Life along the Silk Road
In this long-awaited second edition, Susan Whitfield broadens her exploration of the Silk Road and expands her rich and varied portrait of life along the great pre-modern trade routes of Eurasia. This new edition is comprehensively updated to support further understanding of themes relevant to global and comparative history and remains the only history of the Silk Road to reconstruct the route through the personal experiences of travelers.
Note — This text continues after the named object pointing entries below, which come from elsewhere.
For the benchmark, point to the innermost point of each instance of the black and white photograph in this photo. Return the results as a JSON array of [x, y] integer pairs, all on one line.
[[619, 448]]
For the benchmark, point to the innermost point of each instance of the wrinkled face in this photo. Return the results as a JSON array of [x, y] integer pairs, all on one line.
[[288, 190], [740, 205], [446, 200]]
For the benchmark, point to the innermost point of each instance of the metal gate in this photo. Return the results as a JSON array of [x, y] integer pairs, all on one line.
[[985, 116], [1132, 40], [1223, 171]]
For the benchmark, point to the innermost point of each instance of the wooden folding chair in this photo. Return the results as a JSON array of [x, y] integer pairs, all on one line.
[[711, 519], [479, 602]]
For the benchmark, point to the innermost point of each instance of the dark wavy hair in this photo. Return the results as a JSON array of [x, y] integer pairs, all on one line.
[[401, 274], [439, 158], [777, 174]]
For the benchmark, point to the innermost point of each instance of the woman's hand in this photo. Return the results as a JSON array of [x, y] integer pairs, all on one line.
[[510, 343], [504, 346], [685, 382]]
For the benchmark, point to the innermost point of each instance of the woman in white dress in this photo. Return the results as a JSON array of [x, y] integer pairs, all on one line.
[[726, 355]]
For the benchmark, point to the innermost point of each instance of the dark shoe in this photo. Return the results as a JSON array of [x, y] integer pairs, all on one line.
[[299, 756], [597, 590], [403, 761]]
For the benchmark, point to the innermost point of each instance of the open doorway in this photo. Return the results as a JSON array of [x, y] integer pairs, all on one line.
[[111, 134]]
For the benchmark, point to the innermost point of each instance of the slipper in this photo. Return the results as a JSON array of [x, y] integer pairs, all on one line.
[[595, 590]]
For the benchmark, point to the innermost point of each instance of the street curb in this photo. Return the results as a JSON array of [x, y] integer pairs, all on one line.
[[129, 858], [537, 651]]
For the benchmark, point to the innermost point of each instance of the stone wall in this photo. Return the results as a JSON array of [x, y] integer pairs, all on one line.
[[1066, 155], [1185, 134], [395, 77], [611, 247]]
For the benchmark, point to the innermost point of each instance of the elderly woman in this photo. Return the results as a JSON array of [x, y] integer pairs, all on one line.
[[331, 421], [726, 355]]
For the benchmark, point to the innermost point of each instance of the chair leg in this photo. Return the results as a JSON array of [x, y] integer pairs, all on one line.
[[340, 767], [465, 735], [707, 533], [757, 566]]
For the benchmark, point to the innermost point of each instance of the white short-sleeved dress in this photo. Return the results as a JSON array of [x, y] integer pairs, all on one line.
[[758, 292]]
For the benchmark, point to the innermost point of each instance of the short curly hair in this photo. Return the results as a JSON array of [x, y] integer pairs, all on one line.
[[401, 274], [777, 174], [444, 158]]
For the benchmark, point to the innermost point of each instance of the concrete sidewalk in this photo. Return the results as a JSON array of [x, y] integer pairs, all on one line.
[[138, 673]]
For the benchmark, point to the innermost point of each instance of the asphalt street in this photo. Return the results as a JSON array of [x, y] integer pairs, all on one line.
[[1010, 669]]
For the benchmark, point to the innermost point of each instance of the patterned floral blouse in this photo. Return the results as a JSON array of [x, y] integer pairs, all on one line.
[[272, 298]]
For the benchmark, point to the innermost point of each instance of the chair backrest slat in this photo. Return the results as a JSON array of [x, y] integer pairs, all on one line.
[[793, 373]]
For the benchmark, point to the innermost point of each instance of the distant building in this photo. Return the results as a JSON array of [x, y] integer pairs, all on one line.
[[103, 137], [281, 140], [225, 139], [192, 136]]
In the first 1, 000 years after Christ, merchants, missionaries, monks, mendicants, and military men traveled the vast network of Central Asian tracks that became known as the Silk Road. Whitfield recounts the lives of twelve individuals who lived at different times during this period, including two characters new to this edition: an African shipmaster and a Persian traveler and writer during the Arab caliphate. With these additional tales, Whitfield extends both geographical and chronological scope, bringing into view the maritime links across the Indian Ocean and depicting the network of north-south routes from the Baltic to the Gulf. Throughout the narrative, Whitfield conveys a strong sense of what life was like for ordinary men and women on the Silk Road, the individuals usually forgotten to history. A work of great scholarship, Life along the Silk Road continues to be both accessible and entertaining.